As army kids living in a random-dot-on-the-map place like Bhuj in the 1980's there was little or no Christmas-in-the-air feeling that big cities with bright serial lights and brighter sale signs have. But this was more than made up for by the elaborate pre-Christmas preparations…picking raisins and pistachios off kilos of dry fruits chopped up and soaked in an obscene amount of rum…intense debating and decision making as to which toy we should ask for followed by letters written to Santa and then checked by mum and dad who would then promise to pass it on…all in all it was a 'hectic' holiday season. :)

I especially remember this one time when Santa came 'army style' in a helicopter landing on the mess lawns and kicking up quite a storm. His sack stuffed with gifts bought by our parents. Even after we outgrew Santa and exaggerated kiddy Christmas parties, it still remained a special festival. I loved to watch Rajesh uncle put up ornaments on the tree and neatly wrap little bars of amul chocolate in glitter paper to hang as tree gifts.
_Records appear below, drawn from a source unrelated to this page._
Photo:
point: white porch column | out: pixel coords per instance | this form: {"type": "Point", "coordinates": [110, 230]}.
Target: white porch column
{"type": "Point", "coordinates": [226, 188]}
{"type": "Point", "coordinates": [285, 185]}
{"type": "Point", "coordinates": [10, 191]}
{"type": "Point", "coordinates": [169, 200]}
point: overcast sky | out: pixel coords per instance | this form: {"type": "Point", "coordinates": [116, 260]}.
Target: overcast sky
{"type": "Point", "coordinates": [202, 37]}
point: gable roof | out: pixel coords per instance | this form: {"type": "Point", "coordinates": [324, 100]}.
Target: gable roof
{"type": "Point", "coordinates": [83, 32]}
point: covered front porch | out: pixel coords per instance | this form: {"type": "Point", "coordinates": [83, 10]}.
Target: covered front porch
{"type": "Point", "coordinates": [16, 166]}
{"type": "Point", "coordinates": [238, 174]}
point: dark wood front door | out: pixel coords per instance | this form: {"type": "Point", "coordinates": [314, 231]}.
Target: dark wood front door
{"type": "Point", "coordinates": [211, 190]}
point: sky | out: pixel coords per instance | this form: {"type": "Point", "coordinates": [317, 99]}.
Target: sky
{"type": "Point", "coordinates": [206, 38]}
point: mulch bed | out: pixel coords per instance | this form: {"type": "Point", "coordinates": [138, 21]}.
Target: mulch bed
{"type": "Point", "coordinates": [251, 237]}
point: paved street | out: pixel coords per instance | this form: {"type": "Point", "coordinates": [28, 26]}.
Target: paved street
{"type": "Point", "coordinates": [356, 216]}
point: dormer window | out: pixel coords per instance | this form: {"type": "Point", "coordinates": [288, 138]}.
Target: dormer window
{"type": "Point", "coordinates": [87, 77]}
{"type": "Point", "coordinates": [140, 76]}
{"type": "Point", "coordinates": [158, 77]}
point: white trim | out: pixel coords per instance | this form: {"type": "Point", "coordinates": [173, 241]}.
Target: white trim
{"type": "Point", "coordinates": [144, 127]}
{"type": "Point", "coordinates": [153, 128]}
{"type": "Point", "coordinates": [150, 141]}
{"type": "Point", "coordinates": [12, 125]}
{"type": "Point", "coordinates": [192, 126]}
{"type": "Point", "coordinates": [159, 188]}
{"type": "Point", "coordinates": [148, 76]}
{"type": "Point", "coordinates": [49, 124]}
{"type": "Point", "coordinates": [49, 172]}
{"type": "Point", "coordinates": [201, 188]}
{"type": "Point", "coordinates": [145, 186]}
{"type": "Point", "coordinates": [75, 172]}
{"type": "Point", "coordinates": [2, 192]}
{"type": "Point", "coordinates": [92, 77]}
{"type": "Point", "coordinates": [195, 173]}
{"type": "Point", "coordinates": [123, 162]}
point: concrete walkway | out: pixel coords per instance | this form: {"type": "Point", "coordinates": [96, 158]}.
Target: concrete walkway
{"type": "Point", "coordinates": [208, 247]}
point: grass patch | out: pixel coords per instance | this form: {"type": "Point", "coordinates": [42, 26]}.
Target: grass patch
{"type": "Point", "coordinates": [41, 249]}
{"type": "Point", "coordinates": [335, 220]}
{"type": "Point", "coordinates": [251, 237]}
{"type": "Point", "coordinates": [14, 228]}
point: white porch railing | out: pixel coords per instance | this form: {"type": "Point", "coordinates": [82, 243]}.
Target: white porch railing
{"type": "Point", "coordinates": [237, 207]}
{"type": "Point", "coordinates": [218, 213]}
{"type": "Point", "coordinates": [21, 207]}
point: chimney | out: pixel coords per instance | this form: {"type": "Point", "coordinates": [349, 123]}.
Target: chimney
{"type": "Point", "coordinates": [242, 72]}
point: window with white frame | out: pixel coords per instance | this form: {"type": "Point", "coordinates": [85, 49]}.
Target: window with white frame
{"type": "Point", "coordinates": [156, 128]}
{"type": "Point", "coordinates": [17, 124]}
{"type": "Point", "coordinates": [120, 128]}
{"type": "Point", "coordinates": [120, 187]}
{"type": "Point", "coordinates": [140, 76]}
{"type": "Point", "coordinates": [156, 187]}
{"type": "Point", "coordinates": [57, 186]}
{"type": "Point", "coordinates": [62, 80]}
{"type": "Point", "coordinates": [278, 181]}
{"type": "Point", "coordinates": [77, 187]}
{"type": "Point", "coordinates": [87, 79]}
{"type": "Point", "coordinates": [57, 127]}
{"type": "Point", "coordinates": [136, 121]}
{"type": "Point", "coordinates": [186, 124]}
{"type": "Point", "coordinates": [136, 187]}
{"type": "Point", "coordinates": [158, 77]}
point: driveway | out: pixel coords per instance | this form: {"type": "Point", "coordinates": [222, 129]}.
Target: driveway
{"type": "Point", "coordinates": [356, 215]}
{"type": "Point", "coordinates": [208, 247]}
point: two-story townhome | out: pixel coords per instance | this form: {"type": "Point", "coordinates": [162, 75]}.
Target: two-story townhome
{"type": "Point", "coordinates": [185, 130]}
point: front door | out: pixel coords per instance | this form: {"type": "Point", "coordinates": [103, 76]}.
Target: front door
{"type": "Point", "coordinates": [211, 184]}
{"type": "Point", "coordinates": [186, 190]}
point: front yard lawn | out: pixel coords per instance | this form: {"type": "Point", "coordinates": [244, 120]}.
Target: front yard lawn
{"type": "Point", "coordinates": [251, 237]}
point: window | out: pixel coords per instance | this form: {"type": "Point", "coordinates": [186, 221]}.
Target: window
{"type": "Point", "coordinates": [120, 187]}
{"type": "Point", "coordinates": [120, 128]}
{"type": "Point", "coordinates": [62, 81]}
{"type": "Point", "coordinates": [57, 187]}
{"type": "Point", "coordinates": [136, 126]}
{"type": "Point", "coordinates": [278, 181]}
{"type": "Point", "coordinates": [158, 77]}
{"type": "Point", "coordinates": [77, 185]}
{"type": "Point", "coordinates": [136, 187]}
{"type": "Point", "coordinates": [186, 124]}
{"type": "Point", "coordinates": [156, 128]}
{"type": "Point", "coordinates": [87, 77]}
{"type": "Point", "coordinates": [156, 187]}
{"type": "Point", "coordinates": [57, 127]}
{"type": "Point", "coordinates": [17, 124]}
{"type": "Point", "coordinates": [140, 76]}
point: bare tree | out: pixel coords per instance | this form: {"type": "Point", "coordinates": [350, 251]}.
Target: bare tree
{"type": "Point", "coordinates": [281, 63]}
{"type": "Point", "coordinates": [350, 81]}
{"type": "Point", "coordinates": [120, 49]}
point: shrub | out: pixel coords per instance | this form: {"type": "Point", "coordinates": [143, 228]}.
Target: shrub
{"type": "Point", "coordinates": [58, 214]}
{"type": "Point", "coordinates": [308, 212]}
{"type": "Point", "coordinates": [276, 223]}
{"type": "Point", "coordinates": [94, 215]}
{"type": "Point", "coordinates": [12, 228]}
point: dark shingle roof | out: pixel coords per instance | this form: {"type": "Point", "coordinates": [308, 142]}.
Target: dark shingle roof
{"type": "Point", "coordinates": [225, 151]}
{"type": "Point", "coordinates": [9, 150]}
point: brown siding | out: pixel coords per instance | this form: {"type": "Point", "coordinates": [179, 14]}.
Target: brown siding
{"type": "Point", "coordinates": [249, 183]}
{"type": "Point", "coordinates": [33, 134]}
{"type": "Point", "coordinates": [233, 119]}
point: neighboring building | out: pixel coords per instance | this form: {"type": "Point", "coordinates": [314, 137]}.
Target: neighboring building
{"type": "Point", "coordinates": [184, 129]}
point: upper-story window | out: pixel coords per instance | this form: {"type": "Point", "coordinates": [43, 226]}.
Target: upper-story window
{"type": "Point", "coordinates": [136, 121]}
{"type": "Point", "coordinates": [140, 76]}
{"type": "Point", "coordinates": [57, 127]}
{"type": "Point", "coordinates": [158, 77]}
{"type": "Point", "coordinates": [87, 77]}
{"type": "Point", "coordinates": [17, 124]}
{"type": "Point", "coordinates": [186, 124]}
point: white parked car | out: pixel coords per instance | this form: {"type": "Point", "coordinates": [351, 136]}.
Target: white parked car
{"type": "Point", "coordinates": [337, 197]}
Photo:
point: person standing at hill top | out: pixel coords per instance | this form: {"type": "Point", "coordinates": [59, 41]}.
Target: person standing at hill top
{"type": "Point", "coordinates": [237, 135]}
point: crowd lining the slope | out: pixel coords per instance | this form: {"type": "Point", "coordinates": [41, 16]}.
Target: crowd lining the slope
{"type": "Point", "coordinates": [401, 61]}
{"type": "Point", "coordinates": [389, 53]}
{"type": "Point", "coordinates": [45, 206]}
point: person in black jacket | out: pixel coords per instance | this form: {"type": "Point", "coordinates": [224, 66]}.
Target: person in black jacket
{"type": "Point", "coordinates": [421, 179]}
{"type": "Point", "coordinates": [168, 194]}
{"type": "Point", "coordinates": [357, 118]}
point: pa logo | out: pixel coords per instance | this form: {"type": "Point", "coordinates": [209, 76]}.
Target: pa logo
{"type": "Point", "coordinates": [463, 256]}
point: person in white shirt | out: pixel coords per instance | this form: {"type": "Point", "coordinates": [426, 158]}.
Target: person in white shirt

I especially liked the serene tree angel he used to lovingly put right on top of the real fir tree.


Images of so many many Christmases came back to me as I put up my very own tree and it occurred to me that so much of what a festival stands for, is ceremony. Little traditions that we might or might not know the origins of but that are even today a wonderful way to make small actions and times memorable. Besides the special joy of putting up my own tree I now have an even more special memory of doing it with people who made it so much fun. It made me see that festivals and occasions are not all about religion. In today's world maybe it's a little simpler if you just see it as a holiday, a break from the routine to do things you wouldn't otherwise do. Make your own tradition to carry forward the next year and add a coupla more pictures to the already overfull hard disk on the computer.


That simple act of putting up a tree made me want to bake a cake, buy little gifts for people I know and throw a small party with some wine and food and before I know it, I am thinking of having a real tree next year…and party games...but that's far away, for now I am jus happy to turn on the lights on the tree and watch the glow light up the serene face of the tree angel and savour the thought of a holiday, family and friends, the smell of baking and the sight of the lights on the tree and the whole special sensory experience that a festival brings.